Similarly, TDS on cash withdrawals of over Rs 1 crore, not large enough sum for even small businesses, may cause slowdown. The government should not be in a hurry to digitalise economy. Cash is the fastest transaction method. Linking it to black money – simply meaning untaxed – is misnomer. Let the cash lubricate and speed up economy. Digitalisation should be a normal and automatic process. There are apprehensions too for digitalization as many Aadhar-linked accounts are stated to have been defrauded. Government needs to go slow and withdraw such strange rules that make dealings and tax filing cumbersome.

It was expected that the FM would say some words on abolishing income-tax. Instead increasing rates to 42.7%, for an income over Rs 5 crore does not bode well. High taxes reduce disposable income and are dampener for the people to consume. She has still time to review it. Indian economy needs simplicity in the tax administration. More is the rigmarole, more the complication for the economy. The NDA-I had started on a good note. The FM should continue that. Besides, those who have been let off up to Rs 5 lakh income should be allowed not to file tax returns. This only burdens the tax office with more clutter and little benefit. Another correction in the system should be to allow taxes, as of now, to be calculated at Rs 5 lakh instead of forcing those who earn a rupee above it to pay from the base rate of Rs 2.5 lakh. This is dichotomy and is not a good sign for tax administration. This drains a taxpayer of huge sum to feed an oversized government at the cost of the economy. Sooner, the FM does it, would be better for all – taxpayers, tax administrators and the market. Politically too it would soothe the voters, who have, as the FM in the opening paragraph said, overwhelmingly supported the Modi government, “putting the nation first”. A small gift would have larger dividend.

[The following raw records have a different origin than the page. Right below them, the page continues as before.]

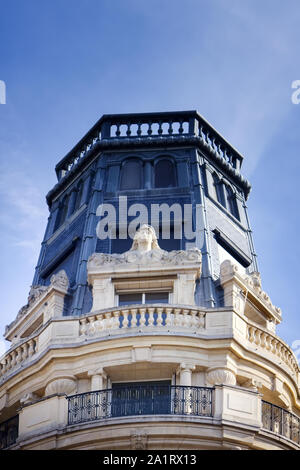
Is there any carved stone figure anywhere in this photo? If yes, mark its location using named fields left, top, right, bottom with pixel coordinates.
left=88, top=224, right=201, bottom=268
left=50, top=269, right=69, bottom=290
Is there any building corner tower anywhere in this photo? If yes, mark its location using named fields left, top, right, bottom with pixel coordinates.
left=0, top=111, right=300, bottom=449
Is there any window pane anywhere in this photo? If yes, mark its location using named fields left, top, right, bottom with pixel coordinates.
left=145, top=292, right=169, bottom=304
left=119, top=294, right=142, bottom=305
left=155, top=160, right=176, bottom=188
left=121, top=160, right=142, bottom=189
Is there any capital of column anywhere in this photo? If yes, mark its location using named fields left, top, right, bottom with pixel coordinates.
left=206, top=367, right=236, bottom=385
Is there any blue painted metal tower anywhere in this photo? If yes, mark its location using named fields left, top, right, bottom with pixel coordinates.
left=33, top=111, right=257, bottom=315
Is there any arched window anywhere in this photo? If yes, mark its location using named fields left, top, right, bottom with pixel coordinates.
left=54, top=194, right=70, bottom=230
left=155, top=159, right=176, bottom=188
left=213, top=173, right=225, bottom=207
left=74, top=181, right=83, bottom=212
left=225, top=185, right=239, bottom=219
left=120, top=159, right=142, bottom=190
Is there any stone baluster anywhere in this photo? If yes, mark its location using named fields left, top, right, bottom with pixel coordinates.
left=174, top=308, right=181, bottom=326
left=270, top=338, right=276, bottom=354
left=113, top=310, right=120, bottom=330
left=122, top=310, right=129, bottom=328
left=255, top=328, right=261, bottom=346
left=266, top=335, right=272, bottom=351
left=156, top=307, right=164, bottom=326
left=148, top=307, right=155, bottom=327
left=139, top=308, right=146, bottom=328
left=93, top=315, right=104, bottom=335
left=79, top=318, right=87, bottom=336
left=190, top=310, right=198, bottom=328
left=104, top=312, right=112, bottom=330
left=182, top=308, right=190, bottom=328
left=11, top=351, right=17, bottom=367
left=198, top=312, right=205, bottom=329
left=166, top=307, right=173, bottom=327
left=16, top=346, right=22, bottom=364
left=88, top=315, right=96, bottom=336
left=260, top=332, right=267, bottom=348
left=130, top=308, right=138, bottom=328
left=21, top=343, right=28, bottom=361
left=27, top=339, right=36, bottom=357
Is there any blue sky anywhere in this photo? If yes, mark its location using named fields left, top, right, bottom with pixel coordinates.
left=0, top=0, right=300, bottom=354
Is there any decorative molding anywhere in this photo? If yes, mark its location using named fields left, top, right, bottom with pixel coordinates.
left=20, top=392, right=39, bottom=405
left=130, top=429, right=148, bottom=450
left=50, top=269, right=69, bottom=291
left=88, top=224, right=201, bottom=269
left=45, top=377, right=77, bottom=396
left=206, top=367, right=236, bottom=385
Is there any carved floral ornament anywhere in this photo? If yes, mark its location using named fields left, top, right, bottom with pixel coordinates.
left=5, top=269, right=69, bottom=332
left=88, top=224, right=201, bottom=268
left=221, top=260, right=281, bottom=315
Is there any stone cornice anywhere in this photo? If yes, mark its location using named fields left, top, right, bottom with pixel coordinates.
left=46, top=135, right=251, bottom=205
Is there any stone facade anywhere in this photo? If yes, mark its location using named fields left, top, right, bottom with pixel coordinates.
left=0, top=112, right=300, bottom=450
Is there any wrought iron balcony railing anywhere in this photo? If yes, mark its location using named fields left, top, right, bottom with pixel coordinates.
left=67, top=384, right=213, bottom=424
left=0, top=415, right=19, bottom=450
left=262, top=400, right=300, bottom=445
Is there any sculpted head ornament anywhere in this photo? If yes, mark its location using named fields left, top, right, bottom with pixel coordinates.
left=130, top=224, right=159, bottom=252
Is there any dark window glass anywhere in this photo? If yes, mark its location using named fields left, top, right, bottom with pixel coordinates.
left=145, top=292, right=169, bottom=304
left=155, top=160, right=176, bottom=188
left=110, top=229, right=133, bottom=253
left=157, top=224, right=183, bottom=251
left=225, top=186, right=239, bottom=219
left=213, top=175, right=225, bottom=207
left=119, top=294, right=142, bottom=305
left=120, top=160, right=142, bottom=190
left=74, top=183, right=83, bottom=212
left=54, top=195, right=70, bottom=230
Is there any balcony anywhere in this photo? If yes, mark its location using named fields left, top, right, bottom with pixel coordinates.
left=0, top=415, right=19, bottom=450
left=67, top=384, right=214, bottom=425
left=262, top=400, right=300, bottom=445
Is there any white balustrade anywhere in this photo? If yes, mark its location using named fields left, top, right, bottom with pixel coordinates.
left=247, top=324, right=299, bottom=374
left=0, top=338, right=37, bottom=377
left=79, top=305, right=205, bottom=336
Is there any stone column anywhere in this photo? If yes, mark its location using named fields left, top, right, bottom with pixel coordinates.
left=88, top=367, right=111, bottom=419
left=144, top=162, right=152, bottom=189
left=176, top=363, right=195, bottom=413
left=178, top=363, right=195, bottom=387
left=88, top=368, right=107, bottom=392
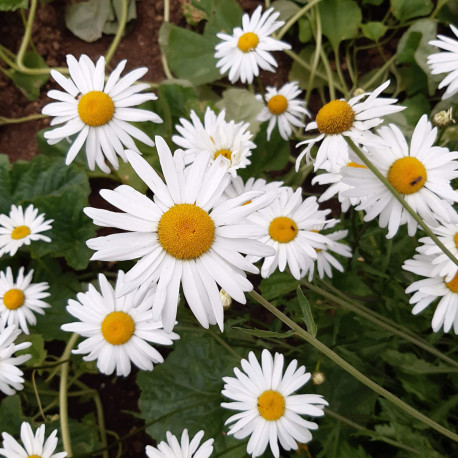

Taxing the bank deposits does not suit the welfare nature of Narendra Modi government. It may give small revenues but it causes immense hardship to those who save. Savings, the FM says, has to be encouraged to boost the economy. The TDS and low interest rates dampen the enthusiasm of the savers. Her words must match the deeds. It’s a necessity not only for the savers but for a nation that is pining for funds. If savings are taken care of, the government would not have to look for borrowings abroad as the FM’s speech indicate to spur growth and fiscal management. This swadeshi move would make easy finance available to government and save forex.

The FM may need to do some rework, to contain inflation, which after this budget, is likely to rise to 5%. For a $5 trillion economy in nine years, it would require a growth rate of at least 11% not 8% as the Economic Survey indicated. With a little vision, the budget 2019-20 can become the real growth propeller and effectively deviate from the residues of Nehruvian economy.